The TSX gained 13.28 points to 14,607.31 on a trading day where volumes were far below normal levels. Financials, gold and materials stocks all gained, even as commodity prices weakened — gold lost $4.50 to trade at $1,173 an ounce, and oil lost another $1.27 US to close at $55.85 a barrel.
Oil prices have fallen dramatically in recent months, but this week, natural gas joined the sell-off. The price has hit a low of $3 at times this week, its lowest level in more than two years.
The reason? Unseasonably warm weather is reducing demand for the heating fuel during the key winter months. "A resurgence in cold weather, and the resultant jump in demand, could still lead to large price spikes during January and February," Capital Economics analyst Tom Pugh said in a research note Wednesday.
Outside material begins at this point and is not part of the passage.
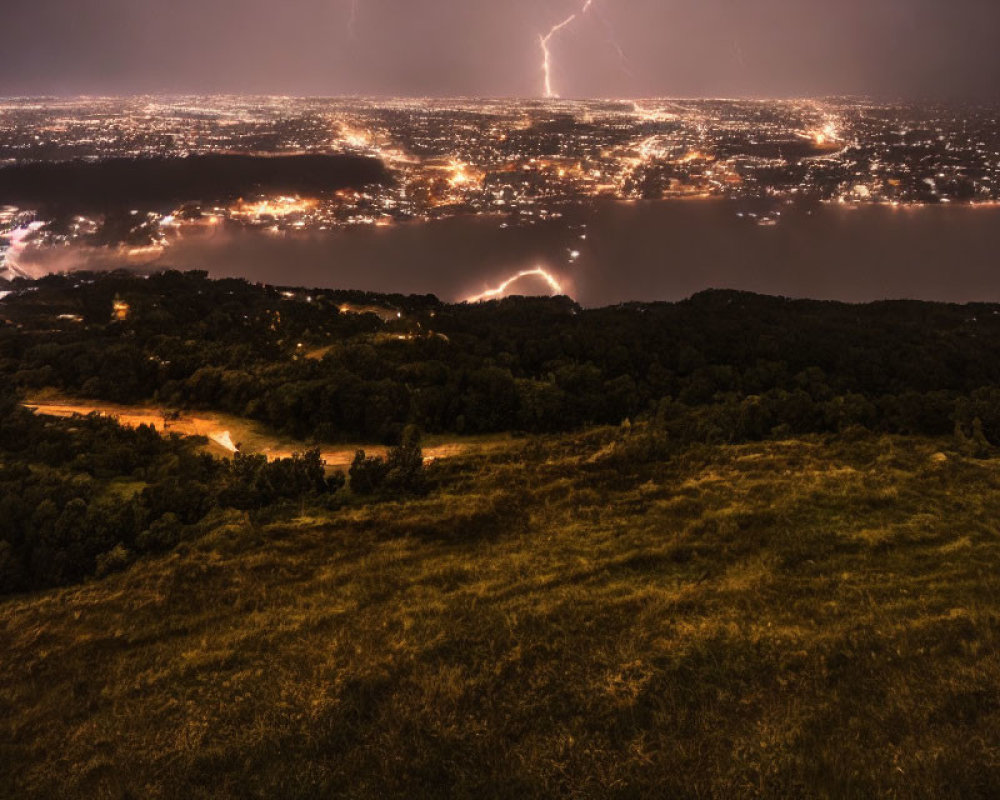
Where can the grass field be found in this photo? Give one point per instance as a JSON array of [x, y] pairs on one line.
[[811, 618]]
The Canadian dollar was just barely higher, but it was enough to keep its head above the 86-cent mark.
U.S. stocks also took part in the Santa rally, with the Dow Jones Industrial Average closing above 18,000 for the second straight day. The close above 18,000 on Tuesday was an all-time record for the Dow, before it set a new record on Wednesday.
If that holds until the end of the year, the Dow will have gained about nine per cent in 2014, far better than what most analysts were expecting this time last year.
After slumping late in the year as oil declined, the TSX has rallied to a gain of about 1,000 points since the middle of December, and is currently up about seven per cent on the year as a whole.